We Need To Talk About The Time-Keepers In Loki
There's a lot to unpack here.
The Marvel Cinematic Universe has put out 22 films and multiple TV series, but it's only scratched the surface of what Marvel comics have to offer. From alien races like the Kree to superhumans like Thanos to straight-up god-tier creatures like the Eternals, the Marvel comics world is vast. Moreover, with multiple variations of characters across different shared universes, it can all get pretty complicated. Multiverses have been on the MCU menu for Phase 4 since the announcement of Dr. Strange's sequel. Now, Loki has taken the first step in introducing those who oversee such matters. But who are the Time-Keepers in Loki, really?
Warning: Spoilers for Loki Season 1, Episode 2 follow. With Loki now officially ensconced in the TVA basically as an (unpaid) employee, his first act is to start going on missions and tracking down the version of him that's giving everyone so much trouble. But everyone knows Loki is anything but altruistic. If he's doing something, there's always an angle from which he can profit. And that comes out pretty quickly on the first mission as he continually pushes Agent Mobius to get him in front of the rulers of the TVA, the Time-Keepers.
Loki's not-so-secret plan is to get in a room with these three powerful beings and take them out. He's staging a coup from the inside. He wants to be Loki, Head Bureaucrat of the TVA, controlling all of the Sacred Timeline, so that he can install himself as god-king over literally the entire fourth dimension.

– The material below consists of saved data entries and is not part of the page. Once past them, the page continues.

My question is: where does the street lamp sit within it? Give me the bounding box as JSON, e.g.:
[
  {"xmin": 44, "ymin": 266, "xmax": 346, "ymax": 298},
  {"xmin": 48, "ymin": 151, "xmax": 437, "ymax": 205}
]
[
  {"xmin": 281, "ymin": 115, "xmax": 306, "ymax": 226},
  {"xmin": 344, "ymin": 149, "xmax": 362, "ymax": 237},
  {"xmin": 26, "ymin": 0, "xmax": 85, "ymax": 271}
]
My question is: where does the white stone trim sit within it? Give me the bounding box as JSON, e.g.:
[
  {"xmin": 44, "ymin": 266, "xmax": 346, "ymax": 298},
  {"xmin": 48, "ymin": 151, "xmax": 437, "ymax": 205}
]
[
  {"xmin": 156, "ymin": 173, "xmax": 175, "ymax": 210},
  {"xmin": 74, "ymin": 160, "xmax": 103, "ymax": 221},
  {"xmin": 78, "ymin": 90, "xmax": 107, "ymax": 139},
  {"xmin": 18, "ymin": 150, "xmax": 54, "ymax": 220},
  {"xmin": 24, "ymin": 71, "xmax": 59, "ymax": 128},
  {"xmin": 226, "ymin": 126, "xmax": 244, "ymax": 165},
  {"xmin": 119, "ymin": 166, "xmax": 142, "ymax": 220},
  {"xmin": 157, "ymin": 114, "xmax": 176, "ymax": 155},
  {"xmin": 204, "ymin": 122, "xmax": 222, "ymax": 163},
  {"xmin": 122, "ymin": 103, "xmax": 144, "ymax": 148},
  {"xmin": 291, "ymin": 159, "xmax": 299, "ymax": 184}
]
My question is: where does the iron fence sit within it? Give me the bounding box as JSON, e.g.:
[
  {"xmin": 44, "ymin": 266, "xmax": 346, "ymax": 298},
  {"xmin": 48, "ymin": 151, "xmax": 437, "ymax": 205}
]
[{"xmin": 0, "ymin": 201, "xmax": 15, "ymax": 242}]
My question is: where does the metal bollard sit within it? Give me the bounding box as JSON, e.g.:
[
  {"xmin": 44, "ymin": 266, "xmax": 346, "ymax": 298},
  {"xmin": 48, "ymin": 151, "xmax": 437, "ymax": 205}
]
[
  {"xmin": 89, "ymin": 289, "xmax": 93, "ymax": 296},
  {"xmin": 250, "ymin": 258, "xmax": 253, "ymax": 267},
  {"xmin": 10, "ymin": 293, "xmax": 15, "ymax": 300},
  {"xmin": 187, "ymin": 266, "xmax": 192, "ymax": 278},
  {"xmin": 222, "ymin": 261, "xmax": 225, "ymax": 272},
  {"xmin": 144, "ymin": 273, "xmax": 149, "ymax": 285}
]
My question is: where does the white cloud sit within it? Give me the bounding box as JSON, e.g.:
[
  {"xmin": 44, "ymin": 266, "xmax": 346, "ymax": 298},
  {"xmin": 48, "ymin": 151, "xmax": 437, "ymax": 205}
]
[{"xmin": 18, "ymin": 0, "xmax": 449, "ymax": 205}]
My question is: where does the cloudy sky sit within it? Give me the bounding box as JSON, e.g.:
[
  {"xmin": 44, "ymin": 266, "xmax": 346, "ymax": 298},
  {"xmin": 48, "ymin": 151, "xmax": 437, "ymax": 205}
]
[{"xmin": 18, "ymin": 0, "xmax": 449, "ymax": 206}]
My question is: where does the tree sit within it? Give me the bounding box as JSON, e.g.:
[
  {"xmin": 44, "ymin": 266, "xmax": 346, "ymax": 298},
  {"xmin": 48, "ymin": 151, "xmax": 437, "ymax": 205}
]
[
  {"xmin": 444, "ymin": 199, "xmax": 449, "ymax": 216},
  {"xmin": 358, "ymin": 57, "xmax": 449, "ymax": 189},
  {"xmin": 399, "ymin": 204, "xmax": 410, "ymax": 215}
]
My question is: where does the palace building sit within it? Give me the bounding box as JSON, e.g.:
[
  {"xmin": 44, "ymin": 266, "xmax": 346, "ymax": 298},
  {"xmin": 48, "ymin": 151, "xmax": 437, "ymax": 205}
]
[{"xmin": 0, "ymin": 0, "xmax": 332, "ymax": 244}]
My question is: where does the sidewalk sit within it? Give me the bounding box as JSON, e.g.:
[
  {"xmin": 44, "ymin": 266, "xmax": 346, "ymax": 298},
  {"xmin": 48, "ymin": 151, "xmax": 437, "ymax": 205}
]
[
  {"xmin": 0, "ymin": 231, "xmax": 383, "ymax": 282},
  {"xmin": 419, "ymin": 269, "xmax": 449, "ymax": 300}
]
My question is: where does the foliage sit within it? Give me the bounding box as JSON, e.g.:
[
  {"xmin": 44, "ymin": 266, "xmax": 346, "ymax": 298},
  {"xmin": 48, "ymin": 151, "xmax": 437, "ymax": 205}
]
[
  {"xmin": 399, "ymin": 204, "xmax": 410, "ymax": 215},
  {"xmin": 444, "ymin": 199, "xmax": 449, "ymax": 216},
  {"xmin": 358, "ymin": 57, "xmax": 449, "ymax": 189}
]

But who are these "space lizards"? The characters were introduced in the world of the comics in 1978, in Thor #282. They were creatures created by an Eternal known as "He Who Remains," the last survivor of the previous universe destroyed because no one protected time. Known as Ast, Vort, and Zanth, these three have controlled the TVA ever since. They have primarily functioned as the head of a faceless bureaucracy. (That's literal — in the comics, agents like Mobius don't have faces.) In some cases, they're pitted against the Avengers; in some, they're neutral.
But according to the Miss Minutes orientation video in Episode 1, the Time-Keepers in Loki are a bit different. Perhaps it was deemed too complicated to introduce "He Who Remains" in the Disney+ show. Miss Minutes’ declaration the Time-Keepers materialized out of the multiversal war suggests perhaps that character's been cut. Also, their focus on the Sacred Timeline is a little narrow. In the comics, the Time Keepers don't keep everything to one timeline as much as they keep separate the multiverses from interfering with each other.
But what fans have noticed is how much everyone keeps deflecting when Loki asks to see the heads of the place where he now works. Sure, the new guy in the mailroom demanding a meeting with the CEO is probably going to find that there are layers and layers of middle managers preventing them from direct access. But the absence of these mysterious space lizards hasn't gone unnoticed, and if they stay that way after this Sacred Timeline fracture, suspicions will mount.
Already, fans are wondering if the Time-Keepers are still alive at all. That wouldn't be an aberration. In Avengers Forever #11, the Time Keepers are subcontracted to Immortus, who turns out to be the future self of Kang the Conqueror. Kang fooled the Time Keepers into separating his present self from his future self to hide his intent to conquer. At the end of that run, Kang slaughtered all three of them.
As fans are aware, Kang will make his MCU debut as the main villain of 2023's Ant-Man & The Wasp: Quatumania. Perhaps Loki will uncover his handiwork, already in progress.
Loki continues Wednesdays on Disney+.